The research, published in the BMJ, looked at women who gave birth following a colposcopy. 768 premature births and 830 full-term births were analysed, with scientists looking at the depth of tissue removed during treatment, before they gave birth.
Previously, it was unclear whether increased tissue removal during colposcopy definitely increased risk of premature birth, and there was also uncertainty on whether there is a safe depth of tissue removal, below which there is no increased risk.
The study, funded by the National Institute for Health Research (NIHR), analysed more premature births in women with known depth of treatment than all previous studies combined. This is also the first study to determine similar risk of premature birth among women who had small amounts of tissue removed and those not treated at colposcopy.
Dr Alejandra Castanon, Epidemiologist and Lead Author of the study, Queen Mary University of London, comments: “There has been a lot of concern in recent years that treatment following cervical screening could be substantially increasing women’s risk of having a premature birth. This research has finally determined where the risk lies, and where it doesn’t. The good news is most women will not be at higher risk of having a premature birth following their treatment.

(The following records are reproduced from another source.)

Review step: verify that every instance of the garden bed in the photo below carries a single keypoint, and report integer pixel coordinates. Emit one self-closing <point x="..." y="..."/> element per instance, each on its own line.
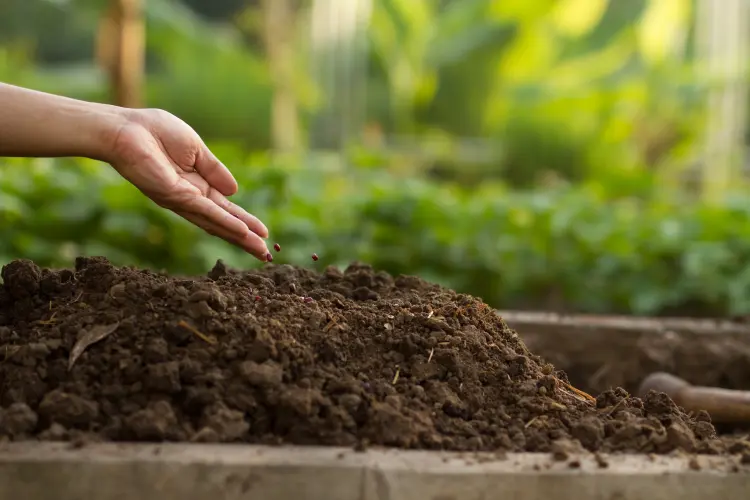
<point x="602" y="352"/>
<point x="285" y="355"/>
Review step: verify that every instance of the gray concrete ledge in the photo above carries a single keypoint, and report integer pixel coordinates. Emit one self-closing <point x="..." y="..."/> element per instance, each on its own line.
<point x="521" y="319"/>
<point x="57" y="471"/>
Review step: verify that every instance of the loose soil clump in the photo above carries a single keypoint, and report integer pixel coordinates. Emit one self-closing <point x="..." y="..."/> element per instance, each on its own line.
<point x="291" y="355"/>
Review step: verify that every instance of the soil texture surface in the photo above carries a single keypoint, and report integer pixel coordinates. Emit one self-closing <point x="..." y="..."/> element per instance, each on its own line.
<point x="292" y="355"/>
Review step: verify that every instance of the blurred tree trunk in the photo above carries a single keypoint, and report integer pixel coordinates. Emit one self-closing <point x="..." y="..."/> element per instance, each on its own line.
<point x="121" y="51"/>
<point x="279" y="31"/>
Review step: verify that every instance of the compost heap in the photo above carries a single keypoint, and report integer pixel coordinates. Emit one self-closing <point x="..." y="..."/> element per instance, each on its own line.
<point x="291" y="355"/>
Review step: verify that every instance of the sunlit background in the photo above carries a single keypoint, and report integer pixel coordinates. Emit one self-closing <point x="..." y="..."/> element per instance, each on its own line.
<point x="570" y="155"/>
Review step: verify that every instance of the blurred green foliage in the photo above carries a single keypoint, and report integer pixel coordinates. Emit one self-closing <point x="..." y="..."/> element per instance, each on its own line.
<point x="593" y="108"/>
<point x="570" y="247"/>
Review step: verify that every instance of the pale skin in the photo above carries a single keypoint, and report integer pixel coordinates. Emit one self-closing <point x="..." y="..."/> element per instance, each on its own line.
<point x="157" y="152"/>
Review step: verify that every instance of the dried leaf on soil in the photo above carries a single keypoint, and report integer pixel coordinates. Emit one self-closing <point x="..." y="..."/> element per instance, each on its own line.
<point x="89" y="337"/>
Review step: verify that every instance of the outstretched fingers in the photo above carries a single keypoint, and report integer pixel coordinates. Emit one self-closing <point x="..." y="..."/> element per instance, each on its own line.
<point x="217" y="221"/>
<point x="250" y="243"/>
<point x="252" y="222"/>
<point x="214" y="172"/>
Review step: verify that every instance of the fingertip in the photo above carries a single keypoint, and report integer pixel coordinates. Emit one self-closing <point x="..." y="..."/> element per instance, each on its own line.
<point x="254" y="245"/>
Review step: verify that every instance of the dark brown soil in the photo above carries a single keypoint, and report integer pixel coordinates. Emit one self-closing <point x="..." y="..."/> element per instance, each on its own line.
<point x="366" y="359"/>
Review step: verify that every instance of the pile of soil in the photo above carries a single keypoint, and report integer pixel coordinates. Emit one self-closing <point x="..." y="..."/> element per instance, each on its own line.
<point x="291" y="355"/>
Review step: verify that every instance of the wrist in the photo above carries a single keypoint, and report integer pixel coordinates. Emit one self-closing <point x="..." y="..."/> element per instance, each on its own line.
<point x="103" y="123"/>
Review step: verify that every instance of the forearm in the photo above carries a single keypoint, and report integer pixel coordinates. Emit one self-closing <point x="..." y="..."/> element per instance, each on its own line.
<point x="37" y="124"/>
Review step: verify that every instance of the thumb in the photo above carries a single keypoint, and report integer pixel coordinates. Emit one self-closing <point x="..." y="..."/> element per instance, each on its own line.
<point x="216" y="174"/>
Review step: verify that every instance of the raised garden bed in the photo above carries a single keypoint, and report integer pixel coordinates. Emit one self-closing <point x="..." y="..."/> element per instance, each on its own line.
<point x="355" y="359"/>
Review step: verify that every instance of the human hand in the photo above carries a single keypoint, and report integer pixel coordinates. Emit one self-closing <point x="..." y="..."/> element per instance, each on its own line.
<point x="168" y="162"/>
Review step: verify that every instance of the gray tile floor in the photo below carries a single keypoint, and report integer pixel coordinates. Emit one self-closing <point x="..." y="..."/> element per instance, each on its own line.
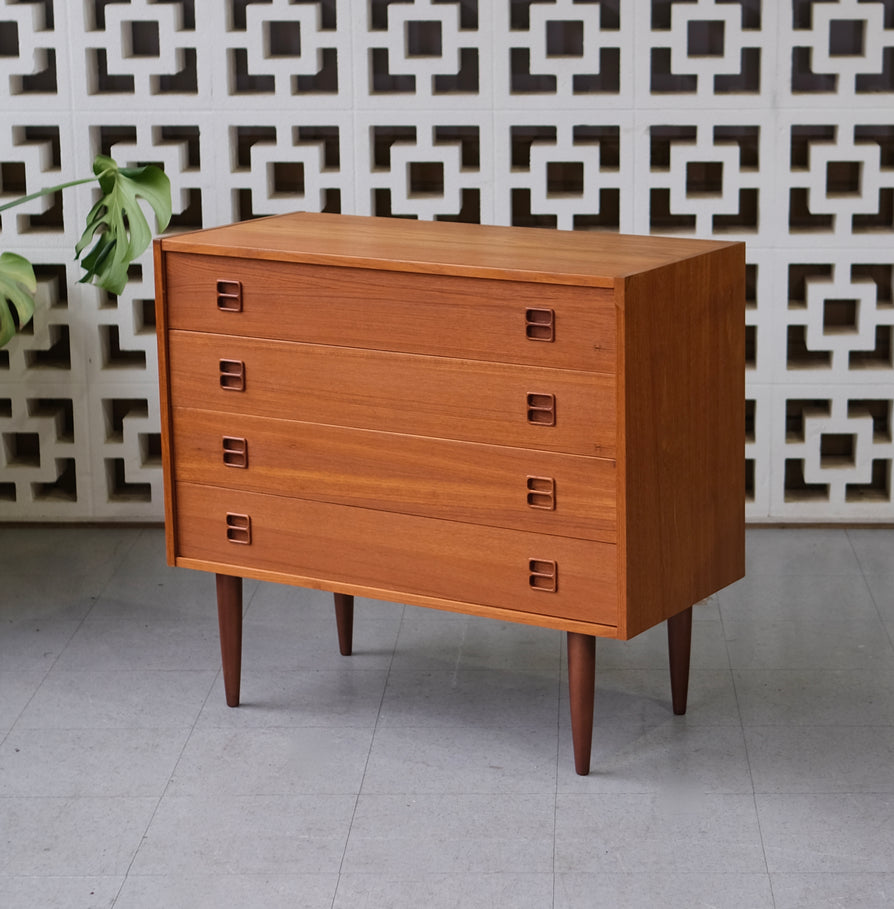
<point x="433" y="768"/>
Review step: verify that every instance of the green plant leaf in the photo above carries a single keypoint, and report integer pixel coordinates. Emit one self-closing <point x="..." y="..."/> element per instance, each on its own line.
<point x="17" y="288"/>
<point x="117" y="223"/>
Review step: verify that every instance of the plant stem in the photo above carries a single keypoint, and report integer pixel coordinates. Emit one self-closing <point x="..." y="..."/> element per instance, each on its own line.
<point x="47" y="191"/>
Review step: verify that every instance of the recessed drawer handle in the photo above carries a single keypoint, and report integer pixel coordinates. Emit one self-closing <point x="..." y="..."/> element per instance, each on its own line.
<point x="542" y="409"/>
<point x="540" y="324"/>
<point x="544" y="575"/>
<point x="229" y="296"/>
<point x="235" y="451"/>
<point x="542" y="493"/>
<point x="238" y="528"/>
<point x="232" y="375"/>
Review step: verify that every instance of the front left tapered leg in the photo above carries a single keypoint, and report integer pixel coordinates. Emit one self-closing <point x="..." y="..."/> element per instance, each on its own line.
<point x="582" y="692"/>
<point x="344" y="621"/>
<point x="229" y="615"/>
<point x="679" y="647"/>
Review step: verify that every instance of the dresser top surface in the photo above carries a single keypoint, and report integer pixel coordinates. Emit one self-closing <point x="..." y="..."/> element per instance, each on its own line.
<point x="446" y="248"/>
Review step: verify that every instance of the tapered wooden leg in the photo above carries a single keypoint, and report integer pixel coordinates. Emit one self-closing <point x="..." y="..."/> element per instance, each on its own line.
<point x="344" y="620"/>
<point x="229" y="616"/>
<point x="679" y="644"/>
<point x="582" y="689"/>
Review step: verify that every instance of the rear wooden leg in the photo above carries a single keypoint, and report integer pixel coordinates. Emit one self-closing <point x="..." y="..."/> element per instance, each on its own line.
<point x="679" y="645"/>
<point x="344" y="620"/>
<point x="229" y="616"/>
<point x="582" y="691"/>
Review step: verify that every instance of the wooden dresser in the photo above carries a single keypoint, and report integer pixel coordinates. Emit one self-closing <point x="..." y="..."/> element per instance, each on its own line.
<point x="537" y="426"/>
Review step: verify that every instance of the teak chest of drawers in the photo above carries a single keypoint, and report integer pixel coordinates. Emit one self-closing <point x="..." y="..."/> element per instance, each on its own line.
<point x="538" y="426"/>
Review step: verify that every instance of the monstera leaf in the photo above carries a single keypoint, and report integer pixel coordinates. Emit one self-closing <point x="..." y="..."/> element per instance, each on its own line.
<point x="117" y="223"/>
<point x="17" y="287"/>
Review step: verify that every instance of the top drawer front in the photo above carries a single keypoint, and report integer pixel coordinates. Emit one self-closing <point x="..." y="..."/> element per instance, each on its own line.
<point x="468" y="400"/>
<point x="512" y="322"/>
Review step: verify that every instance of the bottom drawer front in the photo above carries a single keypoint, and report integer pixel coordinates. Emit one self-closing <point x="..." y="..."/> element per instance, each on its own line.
<point x="339" y="544"/>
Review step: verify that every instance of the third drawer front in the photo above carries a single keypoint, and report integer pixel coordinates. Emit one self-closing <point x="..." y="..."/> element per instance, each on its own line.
<point x="324" y="545"/>
<point x="474" y="401"/>
<point x="544" y="492"/>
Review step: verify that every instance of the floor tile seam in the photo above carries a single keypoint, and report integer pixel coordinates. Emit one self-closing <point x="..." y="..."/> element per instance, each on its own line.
<point x="158" y="802"/>
<point x="886" y="625"/>
<point x="372" y="740"/>
<point x="43" y="680"/>
<point x="753" y="793"/>
<point x="120" y="559"/>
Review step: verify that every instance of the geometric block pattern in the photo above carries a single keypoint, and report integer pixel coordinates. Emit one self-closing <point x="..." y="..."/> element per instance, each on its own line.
<point x="743" y="119"/>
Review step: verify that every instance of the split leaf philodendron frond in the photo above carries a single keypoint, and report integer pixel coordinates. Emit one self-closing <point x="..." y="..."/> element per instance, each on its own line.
<point x="117" y="225"/>
<point x="17" y="287"/>
<point x="116" y="222"/>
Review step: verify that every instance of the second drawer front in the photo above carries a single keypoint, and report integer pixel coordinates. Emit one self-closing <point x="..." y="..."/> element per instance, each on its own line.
<point x="469" y="400"/>
<point x="327" y="545"/>
<point x="538" y="491"/>
<point x="472" y="318"/>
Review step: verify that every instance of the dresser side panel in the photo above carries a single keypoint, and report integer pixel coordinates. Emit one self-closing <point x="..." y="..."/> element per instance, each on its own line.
<point x="164" y="377"/>
<point x="682" y="434"/>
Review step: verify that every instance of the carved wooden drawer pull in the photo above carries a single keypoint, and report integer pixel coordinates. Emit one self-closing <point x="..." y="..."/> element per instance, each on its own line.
<point x="229" y="296"/>
<point x="238" y="528"/>
<point x="232" y="375"/>
<point x="542" y="493"/>
<point x="235" y="451"/>
<point x="544" y="575"/>
<point x="540" y="324"/>
<point x="542" y="409"/>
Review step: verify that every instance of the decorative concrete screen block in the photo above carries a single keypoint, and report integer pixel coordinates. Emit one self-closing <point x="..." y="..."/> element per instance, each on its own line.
<point x="771" y="123"/>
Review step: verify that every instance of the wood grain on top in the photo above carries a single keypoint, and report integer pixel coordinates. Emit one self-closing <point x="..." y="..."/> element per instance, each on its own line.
<point x="443" y="248"/>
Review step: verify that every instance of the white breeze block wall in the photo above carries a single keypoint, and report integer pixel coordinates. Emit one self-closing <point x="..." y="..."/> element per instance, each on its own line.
<point x="770" y="122"/>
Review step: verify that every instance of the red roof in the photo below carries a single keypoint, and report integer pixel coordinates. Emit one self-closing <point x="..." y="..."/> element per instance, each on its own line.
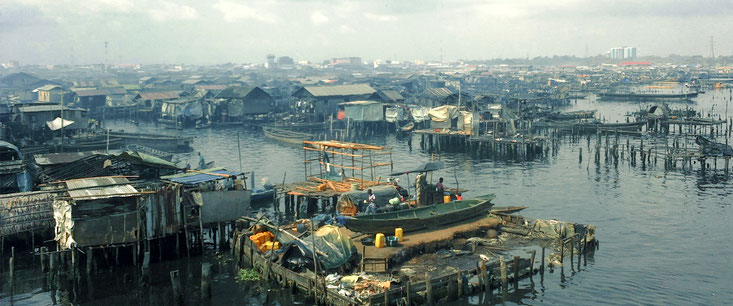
<point x="636" y="64"/>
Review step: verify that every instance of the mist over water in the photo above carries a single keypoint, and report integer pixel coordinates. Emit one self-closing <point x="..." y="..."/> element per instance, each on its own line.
<point x="664" y="235"/>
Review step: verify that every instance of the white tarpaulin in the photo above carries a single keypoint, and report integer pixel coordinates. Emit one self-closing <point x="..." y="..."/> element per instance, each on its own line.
<point x="363" y="111"/>
<point x="419" y="114"/>
<point x="56" y="123"/>
<point x="440" y="117"/>
<point x="465" y="122"/>
<point x="394" y="114"/>
<point x="443" y="113"/>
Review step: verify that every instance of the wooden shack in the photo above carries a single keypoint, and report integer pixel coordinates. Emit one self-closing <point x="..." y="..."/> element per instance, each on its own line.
<point x="99" y="211"/>
<point x="212" y="195"/>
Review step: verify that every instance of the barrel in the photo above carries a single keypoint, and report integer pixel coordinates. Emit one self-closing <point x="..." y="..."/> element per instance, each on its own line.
<point x="379" y="241"/>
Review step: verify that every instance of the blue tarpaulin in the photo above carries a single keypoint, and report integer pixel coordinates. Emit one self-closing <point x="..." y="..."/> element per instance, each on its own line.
<point x="192" y="178"/>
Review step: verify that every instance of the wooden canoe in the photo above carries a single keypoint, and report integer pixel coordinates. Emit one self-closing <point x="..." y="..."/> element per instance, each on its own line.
<point x="286" y="136"/>
<point x="414" y="219"/>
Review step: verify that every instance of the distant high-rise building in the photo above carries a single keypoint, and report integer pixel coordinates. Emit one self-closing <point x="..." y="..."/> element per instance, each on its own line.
<point x="622" y="52"/>
<point x="285" y="61"/>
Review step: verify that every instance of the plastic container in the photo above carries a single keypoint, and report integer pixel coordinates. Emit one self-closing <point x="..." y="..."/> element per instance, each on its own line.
<point x="379" y="241"/>
<point x="399" y="234"/>
<point x="270" y="245"/>
<point x="391" y="240"/>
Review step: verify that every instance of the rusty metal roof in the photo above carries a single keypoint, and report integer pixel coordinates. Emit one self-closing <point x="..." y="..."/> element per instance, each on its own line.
<point x="100" y="188"/>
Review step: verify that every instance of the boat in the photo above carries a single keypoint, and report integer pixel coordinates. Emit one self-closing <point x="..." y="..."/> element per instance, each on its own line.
<point x="150" y="151"/>
<point x="572" y="115"/>
<point x="427" y="217"/>
<point x="286" y="136"/>
<point x="262" y="194"/>
<point x="156" y="141"/>
<point x="647" y="95"/>
<point x="407" y="127"/>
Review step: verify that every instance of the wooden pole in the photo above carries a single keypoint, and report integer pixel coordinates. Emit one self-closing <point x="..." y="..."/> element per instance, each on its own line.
<point x="460" y="284"/>
<point x="176" y="286"/>
<point x="315" y="259"/>
<point x="503" y="272"/>
<point x="12" y="278"/>
<point x="531" y="263"/>
<point x="205" y="281"/>
<point x="428" y="289"/>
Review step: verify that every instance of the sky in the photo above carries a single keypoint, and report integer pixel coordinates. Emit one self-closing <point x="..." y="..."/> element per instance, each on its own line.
<point x="232" y="31"/>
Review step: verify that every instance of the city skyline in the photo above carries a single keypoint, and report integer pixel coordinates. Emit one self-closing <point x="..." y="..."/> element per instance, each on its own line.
<point x="189" y="32"/>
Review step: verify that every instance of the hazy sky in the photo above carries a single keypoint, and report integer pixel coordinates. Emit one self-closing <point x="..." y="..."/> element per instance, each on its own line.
<point x="220" y="31"/>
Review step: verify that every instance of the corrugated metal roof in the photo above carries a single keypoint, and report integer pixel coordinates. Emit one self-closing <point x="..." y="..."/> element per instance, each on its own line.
<point x="159" y="95"/>
<point x="101" y="92"/>
<point x="235" y="92"/>
<point x="439" y="93"/>
<point x="44" y="108"/>
<point x="340" y="90"/>
<point x="49" y="87"/>
<point x="192" y="178"/>
<point x="99" y="188"/>
<point x="393" y="95"/>
<point x="61" y="158"/>
<point x="360" y="103"/>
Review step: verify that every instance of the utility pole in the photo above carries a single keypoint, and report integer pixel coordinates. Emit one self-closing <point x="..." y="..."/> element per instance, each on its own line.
<point x="712" y="47"/>
<point x="62" y="120"/>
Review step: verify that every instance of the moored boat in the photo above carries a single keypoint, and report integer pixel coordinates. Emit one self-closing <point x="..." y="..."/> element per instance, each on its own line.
<point x="286" y="136"/>
<point x="427" y="217"/>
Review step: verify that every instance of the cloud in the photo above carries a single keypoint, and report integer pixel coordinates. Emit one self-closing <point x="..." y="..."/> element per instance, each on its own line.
<point x="318" y="18"/>
<point x="345" y="29"/>
<point x="380" y="17"/>
<point x="234" y="12"/>
<point x="171" y="11"/>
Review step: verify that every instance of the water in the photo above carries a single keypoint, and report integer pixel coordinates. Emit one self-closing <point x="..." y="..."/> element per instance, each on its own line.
<point x="663" y="234"/>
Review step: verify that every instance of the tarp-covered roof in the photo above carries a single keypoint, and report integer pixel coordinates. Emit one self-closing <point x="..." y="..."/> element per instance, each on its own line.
<point x="147" y="160"/>
<point x="99" y="188"/>
<point x="200" y="176"/>
<point x="58" y="123"/>
<point x="339" y="90"/>
<point x="161" y="95"/>
<point x="101" y="92"/>
<point x="61" y="158"/>
<point x="235" y="92"/>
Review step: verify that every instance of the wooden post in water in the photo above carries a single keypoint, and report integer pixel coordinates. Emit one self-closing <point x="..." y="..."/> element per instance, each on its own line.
<point x="531" y="263"/>
<point x="205" y="281"/>
<point x="90" y="261"/>
<point x="44" y="255"/>
<point x="176" y="286"/>
<point x="562" y="251"/>
<point x="428" y="289"/>
<point x="460" y="284"/>
<point x="12" y="278"/>
<point x="542" y="262"/>
<point x="503" y="272"/>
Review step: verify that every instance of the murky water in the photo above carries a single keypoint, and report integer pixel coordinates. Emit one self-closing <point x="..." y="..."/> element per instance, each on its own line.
<point x="664" y="234"/>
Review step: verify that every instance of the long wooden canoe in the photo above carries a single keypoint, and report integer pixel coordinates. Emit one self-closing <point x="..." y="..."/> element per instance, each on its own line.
<point x="427" y="217"/>
<point x="286" y="136"/>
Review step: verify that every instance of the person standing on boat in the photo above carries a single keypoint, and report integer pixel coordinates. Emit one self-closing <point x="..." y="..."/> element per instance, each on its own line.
<point x="439" y="185"/>
<point x="371" y="205"/>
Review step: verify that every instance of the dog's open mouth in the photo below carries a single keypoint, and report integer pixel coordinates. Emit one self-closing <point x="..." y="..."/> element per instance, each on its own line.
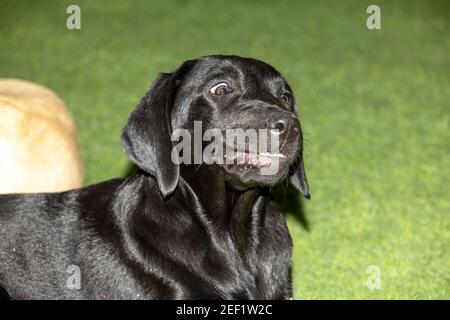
<point x="258" y="160"/>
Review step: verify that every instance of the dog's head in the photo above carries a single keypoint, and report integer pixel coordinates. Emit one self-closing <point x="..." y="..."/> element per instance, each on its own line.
<point x="221" y="93"/>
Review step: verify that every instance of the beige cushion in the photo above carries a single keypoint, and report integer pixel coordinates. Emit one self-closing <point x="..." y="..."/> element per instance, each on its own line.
<point x="38" y="144"/>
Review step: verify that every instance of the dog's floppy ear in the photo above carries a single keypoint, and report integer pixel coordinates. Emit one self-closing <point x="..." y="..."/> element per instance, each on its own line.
<point x="297" y="171"/>
<point x="147" y="136"/>
<point x="298" y="177"/>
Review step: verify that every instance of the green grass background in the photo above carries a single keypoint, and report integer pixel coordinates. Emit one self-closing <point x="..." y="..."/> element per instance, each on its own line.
<point x="374" y="105"/>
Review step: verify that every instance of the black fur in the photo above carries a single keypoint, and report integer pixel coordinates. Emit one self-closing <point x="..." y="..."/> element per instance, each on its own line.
<point x="169" y="231"/>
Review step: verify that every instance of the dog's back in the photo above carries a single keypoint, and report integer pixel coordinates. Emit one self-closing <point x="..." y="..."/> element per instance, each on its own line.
<point x="42" y="232"/>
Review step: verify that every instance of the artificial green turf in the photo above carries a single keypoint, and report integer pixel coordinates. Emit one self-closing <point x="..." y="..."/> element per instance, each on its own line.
<point x="374" y="106"/>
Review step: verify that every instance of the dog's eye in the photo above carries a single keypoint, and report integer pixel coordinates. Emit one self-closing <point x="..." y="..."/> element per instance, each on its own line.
<point x="286" y="98"/>
<point x="220" y="89"/>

“The majority of women attending colposcopy will either have just a diagnostic sample taken or will have only a small amount of tissue removed and these women have no additional risk of having a premature birth. Women who have more tissue removed and go on to become pregnant will require close monitoring to ensure the safety of both mother and baby.”
Researchers are calling for the Colposcopy Treatment Guidelines, issued by the NHS Cervical screening programme, to be updated following these results. Clinicians should also be made aware that women who undergo tissue removal which is not particularly deep but where a large volume is removed are also at increased risk of a premature birth.